Chapitre 29
Nous avons ainsi continué notre route, faisant des détours sans arrêt pour éviter les radars. Les zones non-contrôlées disparaitront entièrement avec le temps, a assuré Morgal. Depuis l'incident du Bastillon, lui et Arquen ne se parlent plus et heureusement ! L'ambiance demeure très électrique entre les deux et une simple flamme peut mettre le feu aux poudres.
Pour ma part, je me contente de suivre le mouvement et je dois admettre que le temps me parait long. Enfin, je crois que c'est le cas pour tout le monde. Nous sommes dans l'attente de l'action et chacun ressasse de sombres pensées plus ou moins saines. À mon avis, Morgal est parti dans l'élucubration d'un plan machiavélique pendant que Nim désespère sur l'indifférence de Luinil. Si Djoïk ne semble pas plus turlupiné que ça, Silovan se morfond sur la selle de sa monture, pensant à d'agréables soirées bien arrosées et en douce compagnie. Je n'ai pas vraiment envie de savoir à quoi pense Grundar ni Laïdjha : les pensées de l'un pourraient me choquer et celles de l'autre me pulvériser d'ennui.
— Tu penses à quoi ? demandé-je à Poulpinet, assis juste derrière moi.
— À la fois où j'ai accidentellement renversé une statue de bronze d'une demi-tonne sur la tête d'un ambassadeur.
— Accidentellement... Et Tiny, tu la trouves comment ?
Non, mais si, je n'ai rien d'autre de mieux à faire, je vous le promets.

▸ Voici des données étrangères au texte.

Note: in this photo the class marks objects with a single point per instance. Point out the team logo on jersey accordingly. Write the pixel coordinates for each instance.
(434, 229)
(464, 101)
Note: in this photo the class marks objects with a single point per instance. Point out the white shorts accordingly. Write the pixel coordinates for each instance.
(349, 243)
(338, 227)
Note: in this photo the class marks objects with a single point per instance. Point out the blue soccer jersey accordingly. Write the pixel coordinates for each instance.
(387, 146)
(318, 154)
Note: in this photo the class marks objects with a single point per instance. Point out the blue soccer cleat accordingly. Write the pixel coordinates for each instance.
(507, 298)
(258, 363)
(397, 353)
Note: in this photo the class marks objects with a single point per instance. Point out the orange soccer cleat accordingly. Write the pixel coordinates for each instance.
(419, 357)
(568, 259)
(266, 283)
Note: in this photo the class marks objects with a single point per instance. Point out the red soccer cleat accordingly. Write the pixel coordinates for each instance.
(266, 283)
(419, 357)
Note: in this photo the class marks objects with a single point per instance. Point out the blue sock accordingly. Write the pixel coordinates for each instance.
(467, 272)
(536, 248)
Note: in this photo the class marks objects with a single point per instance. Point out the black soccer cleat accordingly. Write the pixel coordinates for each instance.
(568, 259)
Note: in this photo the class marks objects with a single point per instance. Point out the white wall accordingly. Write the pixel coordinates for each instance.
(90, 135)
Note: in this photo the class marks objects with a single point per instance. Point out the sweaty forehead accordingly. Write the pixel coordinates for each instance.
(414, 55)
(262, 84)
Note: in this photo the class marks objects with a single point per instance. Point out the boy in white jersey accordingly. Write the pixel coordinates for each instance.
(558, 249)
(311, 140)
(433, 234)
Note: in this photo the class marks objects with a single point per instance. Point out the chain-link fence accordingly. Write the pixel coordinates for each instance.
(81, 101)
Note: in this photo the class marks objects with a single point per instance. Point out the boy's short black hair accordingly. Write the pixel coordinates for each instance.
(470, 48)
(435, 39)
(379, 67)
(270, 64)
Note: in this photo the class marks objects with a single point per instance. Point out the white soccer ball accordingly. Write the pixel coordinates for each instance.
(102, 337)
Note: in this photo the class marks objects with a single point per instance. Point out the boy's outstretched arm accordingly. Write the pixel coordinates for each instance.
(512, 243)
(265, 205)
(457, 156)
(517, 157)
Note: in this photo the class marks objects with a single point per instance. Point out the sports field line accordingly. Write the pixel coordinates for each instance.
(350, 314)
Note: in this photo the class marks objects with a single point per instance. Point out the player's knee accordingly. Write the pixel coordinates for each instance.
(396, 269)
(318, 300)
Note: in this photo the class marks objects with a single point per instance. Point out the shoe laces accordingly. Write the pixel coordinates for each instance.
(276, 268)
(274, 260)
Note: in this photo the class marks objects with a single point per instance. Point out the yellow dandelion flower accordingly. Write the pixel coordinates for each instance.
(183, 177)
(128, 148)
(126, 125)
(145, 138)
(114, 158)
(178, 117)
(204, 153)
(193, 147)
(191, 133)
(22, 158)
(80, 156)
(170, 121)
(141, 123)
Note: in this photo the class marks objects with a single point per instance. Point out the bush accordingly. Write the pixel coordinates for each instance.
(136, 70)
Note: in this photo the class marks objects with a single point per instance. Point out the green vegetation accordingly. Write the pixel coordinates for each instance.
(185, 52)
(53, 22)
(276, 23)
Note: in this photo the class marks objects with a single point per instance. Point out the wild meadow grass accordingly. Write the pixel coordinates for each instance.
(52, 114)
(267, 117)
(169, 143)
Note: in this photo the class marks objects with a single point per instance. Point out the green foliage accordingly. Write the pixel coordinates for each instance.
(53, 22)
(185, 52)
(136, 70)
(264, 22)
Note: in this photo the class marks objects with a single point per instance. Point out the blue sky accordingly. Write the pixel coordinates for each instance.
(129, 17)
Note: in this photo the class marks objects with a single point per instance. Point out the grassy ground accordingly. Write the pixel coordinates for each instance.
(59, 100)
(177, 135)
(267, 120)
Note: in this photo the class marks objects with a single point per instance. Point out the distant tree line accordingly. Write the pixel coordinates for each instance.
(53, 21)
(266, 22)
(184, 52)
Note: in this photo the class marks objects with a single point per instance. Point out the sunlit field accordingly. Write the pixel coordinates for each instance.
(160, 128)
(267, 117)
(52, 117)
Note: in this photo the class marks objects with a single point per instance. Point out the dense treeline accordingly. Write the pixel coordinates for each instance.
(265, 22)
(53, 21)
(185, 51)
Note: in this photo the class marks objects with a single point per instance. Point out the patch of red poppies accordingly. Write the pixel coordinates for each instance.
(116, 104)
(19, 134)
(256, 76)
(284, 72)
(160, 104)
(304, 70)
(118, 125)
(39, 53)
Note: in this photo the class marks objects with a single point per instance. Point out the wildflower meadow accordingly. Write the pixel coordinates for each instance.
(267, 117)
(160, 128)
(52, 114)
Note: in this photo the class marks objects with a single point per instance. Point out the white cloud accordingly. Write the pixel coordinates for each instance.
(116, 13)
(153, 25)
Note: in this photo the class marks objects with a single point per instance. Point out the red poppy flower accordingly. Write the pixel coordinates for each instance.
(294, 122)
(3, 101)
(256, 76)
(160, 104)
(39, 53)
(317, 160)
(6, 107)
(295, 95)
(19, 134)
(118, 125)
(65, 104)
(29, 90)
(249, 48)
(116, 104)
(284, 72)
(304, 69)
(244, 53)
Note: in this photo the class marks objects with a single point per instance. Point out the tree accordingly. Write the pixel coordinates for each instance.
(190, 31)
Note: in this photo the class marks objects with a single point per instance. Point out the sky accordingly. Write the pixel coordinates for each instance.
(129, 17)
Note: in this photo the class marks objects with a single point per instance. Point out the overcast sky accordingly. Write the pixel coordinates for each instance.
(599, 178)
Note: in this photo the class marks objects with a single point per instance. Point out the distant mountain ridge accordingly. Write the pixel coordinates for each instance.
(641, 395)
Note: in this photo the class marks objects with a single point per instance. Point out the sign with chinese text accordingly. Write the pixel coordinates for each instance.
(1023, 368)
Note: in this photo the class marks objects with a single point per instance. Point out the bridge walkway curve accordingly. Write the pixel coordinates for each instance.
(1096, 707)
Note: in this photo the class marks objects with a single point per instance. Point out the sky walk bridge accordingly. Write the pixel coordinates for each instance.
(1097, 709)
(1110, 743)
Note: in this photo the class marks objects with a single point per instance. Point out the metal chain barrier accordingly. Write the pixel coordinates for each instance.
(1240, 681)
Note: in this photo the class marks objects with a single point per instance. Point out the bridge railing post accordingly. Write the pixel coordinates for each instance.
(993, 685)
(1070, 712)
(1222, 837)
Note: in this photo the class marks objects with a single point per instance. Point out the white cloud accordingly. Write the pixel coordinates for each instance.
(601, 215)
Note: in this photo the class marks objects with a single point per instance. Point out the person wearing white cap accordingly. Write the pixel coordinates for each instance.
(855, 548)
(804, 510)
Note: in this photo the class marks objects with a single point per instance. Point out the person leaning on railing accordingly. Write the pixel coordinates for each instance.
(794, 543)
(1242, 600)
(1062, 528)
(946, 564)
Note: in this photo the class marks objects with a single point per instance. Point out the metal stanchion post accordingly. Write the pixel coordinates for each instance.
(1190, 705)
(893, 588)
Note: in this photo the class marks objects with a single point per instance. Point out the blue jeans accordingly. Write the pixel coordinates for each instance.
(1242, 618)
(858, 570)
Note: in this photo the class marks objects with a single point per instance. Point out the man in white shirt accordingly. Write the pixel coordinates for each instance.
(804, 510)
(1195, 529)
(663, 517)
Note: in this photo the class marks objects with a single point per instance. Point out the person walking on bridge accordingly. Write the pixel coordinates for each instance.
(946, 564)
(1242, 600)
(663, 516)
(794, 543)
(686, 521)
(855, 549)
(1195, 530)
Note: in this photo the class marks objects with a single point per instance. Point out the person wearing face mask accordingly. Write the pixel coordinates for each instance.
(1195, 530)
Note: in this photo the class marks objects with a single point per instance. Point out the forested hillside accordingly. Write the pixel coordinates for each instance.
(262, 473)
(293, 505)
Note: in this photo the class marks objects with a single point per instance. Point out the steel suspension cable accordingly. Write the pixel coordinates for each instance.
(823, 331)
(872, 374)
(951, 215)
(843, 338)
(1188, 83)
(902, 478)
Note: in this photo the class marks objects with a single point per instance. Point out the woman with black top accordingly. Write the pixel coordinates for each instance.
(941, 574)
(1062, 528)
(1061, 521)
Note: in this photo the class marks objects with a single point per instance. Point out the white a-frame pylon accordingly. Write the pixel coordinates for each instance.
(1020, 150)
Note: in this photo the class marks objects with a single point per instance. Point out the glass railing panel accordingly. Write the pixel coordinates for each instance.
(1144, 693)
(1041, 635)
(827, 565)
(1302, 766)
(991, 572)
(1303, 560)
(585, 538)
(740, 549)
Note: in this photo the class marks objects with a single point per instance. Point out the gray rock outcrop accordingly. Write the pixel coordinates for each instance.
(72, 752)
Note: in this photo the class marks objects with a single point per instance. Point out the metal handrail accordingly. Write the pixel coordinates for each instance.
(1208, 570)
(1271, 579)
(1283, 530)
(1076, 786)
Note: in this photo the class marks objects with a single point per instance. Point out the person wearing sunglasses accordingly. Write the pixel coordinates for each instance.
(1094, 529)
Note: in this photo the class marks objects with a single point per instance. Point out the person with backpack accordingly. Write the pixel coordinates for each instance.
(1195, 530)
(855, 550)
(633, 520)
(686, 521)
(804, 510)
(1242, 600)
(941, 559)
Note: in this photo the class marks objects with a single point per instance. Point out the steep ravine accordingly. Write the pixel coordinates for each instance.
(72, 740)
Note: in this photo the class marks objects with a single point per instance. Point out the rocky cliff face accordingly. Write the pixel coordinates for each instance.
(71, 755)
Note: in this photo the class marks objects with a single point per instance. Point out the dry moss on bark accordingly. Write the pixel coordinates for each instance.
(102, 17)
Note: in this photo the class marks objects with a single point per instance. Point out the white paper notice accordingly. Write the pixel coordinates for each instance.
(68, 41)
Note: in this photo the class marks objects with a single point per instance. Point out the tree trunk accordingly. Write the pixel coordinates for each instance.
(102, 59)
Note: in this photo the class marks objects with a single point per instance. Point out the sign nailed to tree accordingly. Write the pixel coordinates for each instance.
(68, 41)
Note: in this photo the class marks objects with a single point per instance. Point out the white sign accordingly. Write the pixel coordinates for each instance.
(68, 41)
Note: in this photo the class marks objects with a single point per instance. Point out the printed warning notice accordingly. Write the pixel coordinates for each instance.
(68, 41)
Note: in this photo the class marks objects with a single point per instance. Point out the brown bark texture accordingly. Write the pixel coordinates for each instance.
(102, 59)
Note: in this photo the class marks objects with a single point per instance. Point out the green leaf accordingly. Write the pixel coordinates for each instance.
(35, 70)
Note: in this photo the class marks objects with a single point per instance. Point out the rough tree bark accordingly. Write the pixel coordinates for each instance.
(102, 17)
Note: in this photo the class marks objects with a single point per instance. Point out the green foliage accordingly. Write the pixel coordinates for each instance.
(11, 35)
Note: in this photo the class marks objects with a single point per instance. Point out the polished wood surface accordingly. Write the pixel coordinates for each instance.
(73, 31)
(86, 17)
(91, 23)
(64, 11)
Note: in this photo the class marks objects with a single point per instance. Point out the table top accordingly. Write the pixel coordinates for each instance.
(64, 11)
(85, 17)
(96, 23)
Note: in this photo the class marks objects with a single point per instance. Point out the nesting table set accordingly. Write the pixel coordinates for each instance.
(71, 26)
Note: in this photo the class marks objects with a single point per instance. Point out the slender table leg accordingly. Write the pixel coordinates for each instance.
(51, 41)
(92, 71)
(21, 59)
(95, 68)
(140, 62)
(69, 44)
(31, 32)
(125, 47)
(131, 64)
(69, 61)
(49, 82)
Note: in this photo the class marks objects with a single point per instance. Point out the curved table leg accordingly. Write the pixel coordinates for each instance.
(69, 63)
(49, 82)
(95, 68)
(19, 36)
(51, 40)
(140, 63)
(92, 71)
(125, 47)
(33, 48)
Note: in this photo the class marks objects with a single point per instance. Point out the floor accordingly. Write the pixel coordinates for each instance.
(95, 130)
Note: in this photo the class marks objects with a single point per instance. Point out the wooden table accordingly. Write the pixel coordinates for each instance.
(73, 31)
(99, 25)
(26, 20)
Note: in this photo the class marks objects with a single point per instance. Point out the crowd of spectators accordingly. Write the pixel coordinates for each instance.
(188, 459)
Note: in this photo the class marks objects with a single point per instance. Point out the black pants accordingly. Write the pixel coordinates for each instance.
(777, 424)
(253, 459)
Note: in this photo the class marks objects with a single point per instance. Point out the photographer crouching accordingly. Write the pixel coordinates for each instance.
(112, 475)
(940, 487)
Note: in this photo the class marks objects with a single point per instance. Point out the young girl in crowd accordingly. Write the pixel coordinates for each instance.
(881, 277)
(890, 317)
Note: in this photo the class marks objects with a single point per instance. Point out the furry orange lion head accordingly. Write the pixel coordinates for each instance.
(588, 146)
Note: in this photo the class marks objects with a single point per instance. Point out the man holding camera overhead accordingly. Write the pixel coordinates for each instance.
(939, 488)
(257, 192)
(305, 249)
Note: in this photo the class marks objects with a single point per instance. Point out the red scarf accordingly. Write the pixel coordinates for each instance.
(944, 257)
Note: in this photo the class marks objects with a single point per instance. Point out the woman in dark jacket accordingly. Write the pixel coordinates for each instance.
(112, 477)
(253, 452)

— Quand elle ment, son oreille droite pivote vers l'intérieur.
— Mais tu ne la trouves pas attirante ?
— Écoute Binou, je ne suis pas comme toi. Je sais que tu rêves de Püpe toutes les nuits mais moi je n'ai pas ce genre de désirs et clairement ça ne me tente pas le moins du monde.
Il est vraiment comme Morgal, celui-là. Mais finalement, il a raison. L'amour c'est mal. L'alcool par contre... Je me penche pour saisir ma bouteille mais Poulpinet me tape la main comme si j'étais un gosse de trois ans.
— Tu te rends malade, Binou.
Rhaaa il les a encore cachées. Ou balancées dans un fossé.
— Heureusement qu'il ne nous reste que quinze jours avant d'atteindre la prison.
— Quinze jours ! m'exclamé-je stupéfait.
Cela fera deux mois que nous sommes partis ! Deux mois infernaux... Et s'il en faut tout autant pour rentrer...
Enfin, l'heure du bivouac sonne. Je descends avec difficulté de notre monture, les dents serrées : je crois qu'on a tous l'entrejambe et le dos en compote mais ça ira mieux une fois de retour à Arminassë. Immédiatement, le feu est allumé et tout ce qui nous importe réside dans le menu du dîner.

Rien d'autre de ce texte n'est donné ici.